Selain itu, ada banyak laporan kasus ringan menjadi parah dalam waktu singkat. Karena itu, menanggapi pasien di hotel/fasilitas, yang disediakan bukan sekadar masalah menyiapkan tempat tidur saja. Tetapi, pengadaan staf medis seperti dokter, perawat, dan peralatan medis, seperti peralatan pelindung infeksi (walaupun itu tidak mudah).

Saat ini, ada kebijakan bahwa dokter dan perawat akan ditempatkan di fasilitas/hotel tersebut.

Di fasilitas hotel tersebut, pasien mengganti seprai dan membersihkan kamar sendiri.

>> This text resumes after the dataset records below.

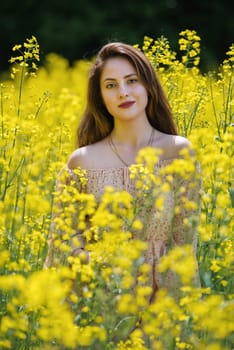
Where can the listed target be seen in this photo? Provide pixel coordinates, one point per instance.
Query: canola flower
(99, 300)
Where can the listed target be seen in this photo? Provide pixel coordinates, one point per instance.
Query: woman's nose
(123, 90)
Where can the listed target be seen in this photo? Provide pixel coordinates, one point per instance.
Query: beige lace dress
(161, 226)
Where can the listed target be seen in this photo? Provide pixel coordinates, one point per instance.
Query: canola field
(96, 304)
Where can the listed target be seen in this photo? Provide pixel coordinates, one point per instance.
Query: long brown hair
(97, 122)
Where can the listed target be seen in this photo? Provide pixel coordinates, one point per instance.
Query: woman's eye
(132, 80)
(110, 85)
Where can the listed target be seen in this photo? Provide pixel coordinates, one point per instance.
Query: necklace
(114, 148)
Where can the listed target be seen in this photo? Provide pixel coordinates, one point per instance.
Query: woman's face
(123, 93)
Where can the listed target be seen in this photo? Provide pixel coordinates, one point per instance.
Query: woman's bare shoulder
(172, 145)
(87, 156)
(78, 158)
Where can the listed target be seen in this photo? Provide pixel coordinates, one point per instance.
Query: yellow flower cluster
(95, 294)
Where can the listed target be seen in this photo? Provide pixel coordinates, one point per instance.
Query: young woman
(126, 111)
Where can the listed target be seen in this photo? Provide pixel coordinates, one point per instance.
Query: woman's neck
(134, 135)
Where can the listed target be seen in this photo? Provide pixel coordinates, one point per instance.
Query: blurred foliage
(77, 28)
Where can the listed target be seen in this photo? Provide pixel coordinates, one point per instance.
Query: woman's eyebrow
(125, 77)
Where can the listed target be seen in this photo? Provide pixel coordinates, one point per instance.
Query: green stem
(20, 89)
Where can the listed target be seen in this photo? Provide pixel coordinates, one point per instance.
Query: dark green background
(77, 28)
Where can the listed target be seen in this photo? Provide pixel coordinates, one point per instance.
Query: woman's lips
(126, 104)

Makanan disediakan dengan kotak bento. Kunjungan tidak dimungkinkan, karena penyakit dapat tertramsmisi ke orang lain. Pasien tidak bayar 100 persen biaya hotel dan pengobatannya (mungkin akan mengacu kepada sistem askes di Jepang).

Jika tidak ada ledakan infeksi (overshoot), apakah keruntuhan medis tidak akan terjadi?

Tanpa menunggu ledakan infeksi (yang menyebabkan peningkatan mendadak jumlah pasien), situasi saat ini berada di ambang kehancuran medis.

Ada banyak laporan tentang kasus yang menularkan ke staf medis, seperti dokter dan perawat. Akibatnya, tenaga medis tersebut menunggu di rumah selama dua minggu (dikarantina). Akhirnya, berkurangnya staf medis telah menyebabkan beberapa kasus serius seperti konsultasi rawat jalan dan ambulans telah dihentikan selama lebih dari dua minggu di rumah sakit.

Penyebab keruntuhan medis lainnya:

  1. Kurangnya peralatan medis yang diperlukan untuk pemeriksaan dan konsultasi membuat sulit untuk menyediakan perawatan yang diperlukan.
  2. Karena virus corona mudah tertransmisi ke orang lain, perlu ruang tekanan negatif atau ruang pribadi yang berventilasi baik. Juga dibutuhkan ruang bagi dokter dan perawat untuk mengganti pakaian pelindung. Oleh Karena itu, dibutuhkan banyak ruang fisik. Dengan kata lain, efeknya mempengaruhi pasien dengan semua penyakit.

Kondisi medis di Tokyo saat ini dalam kondisi para profesional medis semakin menumpuk kelelahannya, situasinya semakin parah. Jadi, sudah berada dalam situasi kritis seperti ini, tanpa menunggu ledakan infeksi (overshoot) dimana jumlah pasien meningkat sekaligus, keruntuhan medis pun bisa terjadi.

Apa yang akan terjadi jika pasien meningkat secara eksplosif di masa depan?

Melihat situasi di New York (Amerika Serikat), Italia, dan Spanyol, saya merasa takut dan khawatir.

Seperti yang kita lihat dari contoh-contoh di kota itu, gangguan medis lebih dari sekadar krisis di pihak rumah sakit. Masalahnya pasien tidak dapat menerima perawatan medis yang diperlukan (tidak hanya untuk pasien dengan virus corona, tetapi juga untuk penyakit lain). Ini adalah krisis yang sangat serius.

Ini harus dihindari bagaimanapun caranya!

Apa yang harus saya lakukan untuk mencegah keruntuhan medis?

Berusaha keras untuk mencegah agar tidak tertular dan menularkan. Dan tetap sehat, dan jangan ke rumah sakit!

—-

Demikian, ulasan dan pendapat pribadi saya, hasil rangkuman mengikuti beberapa pertemuan di rumah sakit (karena kebetulan saya menjadi salah satu staf penanggung jawab infeksi di tempat saya bekerja).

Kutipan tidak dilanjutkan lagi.